7. Dezember 1897

Edmund hatte wieder eine lange Sitzung mit seinen beiden Mandarinen und telegraphierte dann nach Berlin:

„Habe Weng tung ho und Chang yin huan heute vorgeschlagen, dass, nachdem wir Missionsangelegenheit als völlig geordnet erklärt und auf Entschädigung für Reichskosten verzichtet haben werden, Kaiser von China aus freier Entschließung und aus Dankbarkeit für Liaotung dem Prinzen Heinrich die Kiautschou-Bucht übergeben möge, wobei ich darauf hingewiesen, dass hierdurch dem Prinzenbesuch ein eminent freundschaftlicher Charakter aufgeprägt werden würde, im Gegensatz zum jetzigen Eindruck.

Im Prinzip akzeptierten die Mandarine, anbieten jedoch, Kiautschou zum Vertragshafen zu erklären, und versprechen, dass er keiner andern Macht angeboten werde, dass wir dort eine Niederlassung nebst Eisenbahn erhalten, und dass uns außerdem ein andrer Hafen im Süden abgetreten werde.

Da ich vorläufig auf Kiautschou bestand, haben Mandarine dies nicht ganz abgewiesen, sondern nur betont, dass Chinas Ansehen durch ihren Vorschlag wiederhergestellt werden würde, und gebeten, ihn S. M. zu unterbreiten.

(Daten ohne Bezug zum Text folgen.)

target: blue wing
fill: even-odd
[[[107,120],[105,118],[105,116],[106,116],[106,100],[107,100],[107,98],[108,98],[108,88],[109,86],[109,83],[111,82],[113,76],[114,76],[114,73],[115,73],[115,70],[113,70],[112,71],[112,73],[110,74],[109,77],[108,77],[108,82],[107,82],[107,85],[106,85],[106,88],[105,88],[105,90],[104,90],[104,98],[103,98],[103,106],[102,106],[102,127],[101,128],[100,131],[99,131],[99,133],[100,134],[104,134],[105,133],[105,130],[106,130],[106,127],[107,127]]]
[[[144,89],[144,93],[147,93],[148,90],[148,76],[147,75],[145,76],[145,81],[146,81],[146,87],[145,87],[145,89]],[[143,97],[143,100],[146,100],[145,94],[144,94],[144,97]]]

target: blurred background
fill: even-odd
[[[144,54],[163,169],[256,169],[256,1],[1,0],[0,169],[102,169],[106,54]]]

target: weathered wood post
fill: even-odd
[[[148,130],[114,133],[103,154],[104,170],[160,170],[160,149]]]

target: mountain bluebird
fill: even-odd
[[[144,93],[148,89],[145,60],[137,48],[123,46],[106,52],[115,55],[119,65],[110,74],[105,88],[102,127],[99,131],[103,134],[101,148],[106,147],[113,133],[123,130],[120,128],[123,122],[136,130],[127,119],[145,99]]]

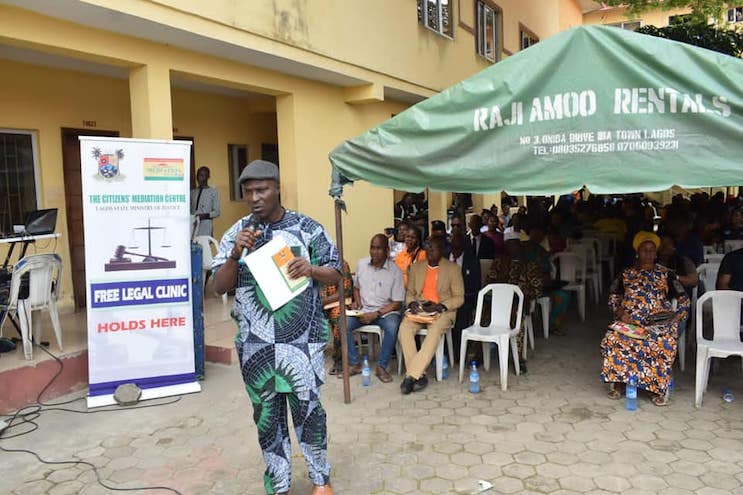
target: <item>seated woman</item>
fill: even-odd
[[[654,394],[653,404],[667,404],[678,326],[689,311],[689,298],[674,272],[656,264],[659,245],[657,235],[638,232],[632,242],[637,252],[635,264],[617,277],[609,292],[609,307],[616,320],[654,330],[642,340],[614,330],[606,332],[601,341],[601,379],[609,383],[611,399],[621,396],[617,383],[627,383],[635,376],[639,388]],[[672,299],[678,302],[677,310],[664,321],[659,317],[673,312]]]

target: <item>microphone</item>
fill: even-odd
[[[248,229],[251,232],[255,232],[260,227],[260,223],[258,222],[258,217],[255,215],[250,215],[250,218],[246,222],[243,223],[243,229]],[[243,248],[243,255],[242,257],[246,257],[248,255],[248,248]]]

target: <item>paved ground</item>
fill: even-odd
[[[403,397],[399,379],[341,381],[324,388],[333,483],[340,494],[487,493],[743,494],[743,381],[740,363],[723,363],[701,409],[693,406],[693,359],[677,373],[666,408],[641,395],[637,412],[606,399],[598,381],[600,328],[571,325],[568,337],[537,339],[529,373],[483,373],[471,395],[454,376]],[[692,354],[693,356],[693,354]],[[200,394],[174,405],[94,415],[45,412],[38,431],[3,440],[49,460],[84,459],[118,487],[166,485],[184,494],[260,494],[263,471],[251,408],[236,366],[207,367]],[[723,387],[738,397],[720,400]],[[77,403],[77,407],[83,407]],[[2,453],[0,493],[112,493],[83,466],[45,466],[27,454]],[[309,494],[294,454],[292,493]],[[150,493],[166,493],[153,491]]]

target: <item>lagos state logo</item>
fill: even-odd
[[[104,179],[113,179],[119,175],[119,161],[124,158],[124,150],[108,152],[93,148],[93,158],[98,161],[98,175]]]

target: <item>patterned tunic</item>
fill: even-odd
[[[678,301],[677,314],[686,316],[689,298],[673,271],[661,265],[655,265],[652,270],[627,268],[611,286],[609,307],[614,314],[623,309],[640,325],[649,326],[651,315],[673,311],[674,298]],[[607,331],[601,341],[602,380],[626,383],[634,375],[638,387],[664,394],[676,358],[678,322],[670,321],[654,328],[657,334],[649,334],[643,340]]]
[[[225,232],[212,269],[227,261],[237,233],[249,224],[242,218]],[[313,265],[341,270],[338,251],[325,229],[309,217],[286,210],[281,220],[261,224],[254,249],[274,237],[290,247],[298,246],[301,256]],[[275,392],[315,391],[325,381],[323,350],[328,341],[328,323],[322,310],[320,283],[310,287],[275,312],[266,301],[255,278],[239,265],[232,318],[237,323],[237,347],[248,394],[265,389]]]

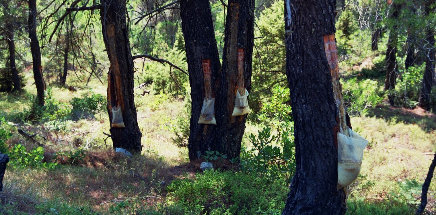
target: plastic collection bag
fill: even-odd
[[[125,128],[124,122],[123,120],[123,113],[121,109],[118,106],[112,107],[112,123],[113,128]]]
[[[368,140],[349,129],[350,137],[337,133],[337,189],[357,178],[362,165],[363,150]]]
[[[211,124],[216,125],[215,119],[215,99],[205,98],[203,100],[201,113],[198,119],[199,124]]]
[[[235,100],[235,108],[232,116],[242,116],[250,113],[250,106],[248,105],[249,93],[247,89],[245,90],[244,96],[241,96],[239,90],[236,90],[236,97]]]

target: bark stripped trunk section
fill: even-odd
[[[189,160],[193,160],[201,157],[206,151],[217,150],[218,144],[213,138],[216,126],[198,124],[198,122],[205,92],[202,60],[210,60],[211,83],[215,92],[219,90],[217,81],[221,65],[209,1],[185,0],[181,2],[180,7],[191,87],[192,106],[188,148]]]
[[[14,83],[14,91],[20,91],[21,90],[20,84],[20,76],[17,70],[15,63],[15,42],[14,39],[14,25],[10,23],[6,25],[6,36],[7,37],[7,46],[9,50],[9,70],[12,74],[12,81]]]
[[[393,3],[392,7],[393,11],[390,17],[395,22],[399,15],[401,5]],[[388,39],[387,48],[386,51],[386,79],[385,81],[385,90],[395,89],[395,84],[397,79],[397,32],[398,27],[396,24],[394,25],[392,29],[389,33]],[[394,105],[394,95],[390,93],[388,96],[389,102],[391,105]]]
[[[44,91],[45,82],[42,75],[41,64],[41,50],[36,34],[36,0],[29,0],[29,38],[30,39],[30,49],[32,52],[33,65],[33,77],[38,96],[38,104],[44,106]]]
[[[434,3],[435,1],[432,1]],[[426,14],[430,13],[431,4],[428,4],[426,7]],[[433,79],[435,78],[435,36],[433,29],[427,27],[426,31],[426,41],[428,45],[425,46],[426,52],[426,68],[422,78],[422,86],[419,92],[419,99],[418,106],[427,110],[430,110],[430,93],[433,85]]]
[[[237,86],[240,85],[249,92],[251,89],[254,7],[254,0],[229,0],[228,4],[221,88],[216,102],[219,113],[216,116],[215,141],[219,146],[219,151],[228,159],[239,156],[245,127],[246,115],[232,115]],[[240,72],[242,75],[239,75]]]
[[[335,1],[292,2],[285,1],[285,41],[296,171],[282,214],[344,214],[346,195],[337,190],[337,135],[346,128],[347,117],[337,68]]]
[[[121,109],[125,128],[111,127],[113,147],[133,152],[141,151],[142,134],[138,126],[133,94],[133,67],[126,23],[125,0],[101,0],[103,38],[110,61],[108,73],[107,109],[112,122],[112,108]]]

Als Bedingung stellen Chinesen bisher, dass wir Kiautschou räumen, ehe Übergabe eines Hafens, welcher es auch sei, stattfindet und ehe Prinz Heinrich eintrifft. Annahme südlichen Hafens zugleich mit den uns in Kiautschou zugestandenen Vergünstigungen erscheint für uns vorteilhafter.

Für Chinesen liegt Vorteil in Wahrung äußeren Scheins und Sicherung Kiautschous gegen irgendwelche Ansprüche. Mandarine drängen auf Abschluss, wie mir scheint, aus Besorgnis vor Territorialangriffen Englands oder Japans."

Die Anerbieten der Chinesen sind eigentlich viel günstiger, als was wir uns selbst ausgebeten haben, denn bei den Vorteilen, die wir in Kiautschou haben sollen, kommt es praktisch darauf heraus, dass wir statt einen, zwei Häfen erhalten. Wir wären damit auch alle Dankbarkeitsverpflichtungen gegen die Russen los, nur ist es wohl möglich, dass ihnen Kiautschou als Vertragshafen noch fataler wie als deutsche Kolonie wäre.

Wenn es ihnen in Berlin darauf ankommt, viel und in Frieden zu bekommen, so müssen sie mit Edmund zufrieden sein; wir haben aber manchmal unsre Zweifel daran, weil wir fürchten, dass zwischen den Ansichten des Auswärtigen Amts und der Marine nicht voller Einklang herrscht.